No, I didn't invent it. She said "He just sits and eats, barely even noticing us". That's doing no parenting.

It's not reasonable for him to continue his life unchanged after having children. That seems to be a common theme for (some) men, while women are expected to go part-time / flexi their work around childcare, give up their sleep cycle to do all the overnights etc etc.

rwalker · 02/03/2026 06:26

financialcareerstuff · 02/03/2026 05:21

This. I can’t believe the number of responses supporting DH absconding daily on his parenting duties. I bet the mum is the one who works to make the dinner. He swans in, eats it, ignoring his wife and kids, including when they are talking about their worries/ meaningful concerns…

its just one of many instances when men silently step out of making an effort, leaving the woman to pick up the slack.

Family dinner is probably one of the few times everyone is together. So what are the kids learning from this? 1. Men get to do fuck all while the woman makes the effort. 2. My dad isn’t interested in me.

Stop being so dramatic being quiet at teatime doesn’t make you a bad parent
you’ve filled a lot of blank in there with no facts

Gettingbysomehow · 02/03/2026 06:39

My ex husband did this as well. I thought it was incredibly ignorant. He'd be the only one not talking or listening at dinner parties or family gatheings. It was embarrasing quite honestly. It was like a food trance.

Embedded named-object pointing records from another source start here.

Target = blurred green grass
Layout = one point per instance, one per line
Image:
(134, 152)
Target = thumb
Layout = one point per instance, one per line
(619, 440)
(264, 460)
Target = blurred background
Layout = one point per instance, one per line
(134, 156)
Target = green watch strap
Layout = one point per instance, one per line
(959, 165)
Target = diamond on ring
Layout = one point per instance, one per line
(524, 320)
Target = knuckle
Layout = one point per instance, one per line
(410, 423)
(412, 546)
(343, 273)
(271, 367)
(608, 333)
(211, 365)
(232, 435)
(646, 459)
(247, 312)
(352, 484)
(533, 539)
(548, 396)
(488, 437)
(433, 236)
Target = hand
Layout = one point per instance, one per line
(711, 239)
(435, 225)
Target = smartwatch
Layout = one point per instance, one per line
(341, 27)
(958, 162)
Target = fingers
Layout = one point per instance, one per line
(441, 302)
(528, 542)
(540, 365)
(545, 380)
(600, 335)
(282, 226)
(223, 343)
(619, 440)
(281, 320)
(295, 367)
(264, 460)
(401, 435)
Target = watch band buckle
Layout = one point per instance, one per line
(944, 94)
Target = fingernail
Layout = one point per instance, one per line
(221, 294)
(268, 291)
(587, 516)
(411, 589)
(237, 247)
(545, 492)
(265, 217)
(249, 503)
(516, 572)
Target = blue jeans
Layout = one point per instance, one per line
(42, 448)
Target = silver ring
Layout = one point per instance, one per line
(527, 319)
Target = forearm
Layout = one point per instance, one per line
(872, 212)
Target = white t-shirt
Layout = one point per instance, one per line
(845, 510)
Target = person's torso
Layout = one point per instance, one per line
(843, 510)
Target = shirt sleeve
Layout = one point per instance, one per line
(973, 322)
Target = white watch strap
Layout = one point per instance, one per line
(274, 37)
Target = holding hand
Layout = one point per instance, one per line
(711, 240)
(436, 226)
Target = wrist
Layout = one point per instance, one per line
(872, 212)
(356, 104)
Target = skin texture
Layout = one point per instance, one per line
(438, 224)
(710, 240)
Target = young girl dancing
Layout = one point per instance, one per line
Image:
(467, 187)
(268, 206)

GentleSheep · 02/03/2026 06:53

My DP doesn't like talking at meals, I've been told off for 'talking with my mouth full' which is inaccurate, but he just has a bugbear about it, so I don't say anything now and we will watch a video or something. It's so weird because I was brought up in a household where we chattered during mealtimes and yet no-one was speaking with a mouth full of food. I doubt you can change him OP, but it is unfortunate for family meal times as it's a great time to share about one's day.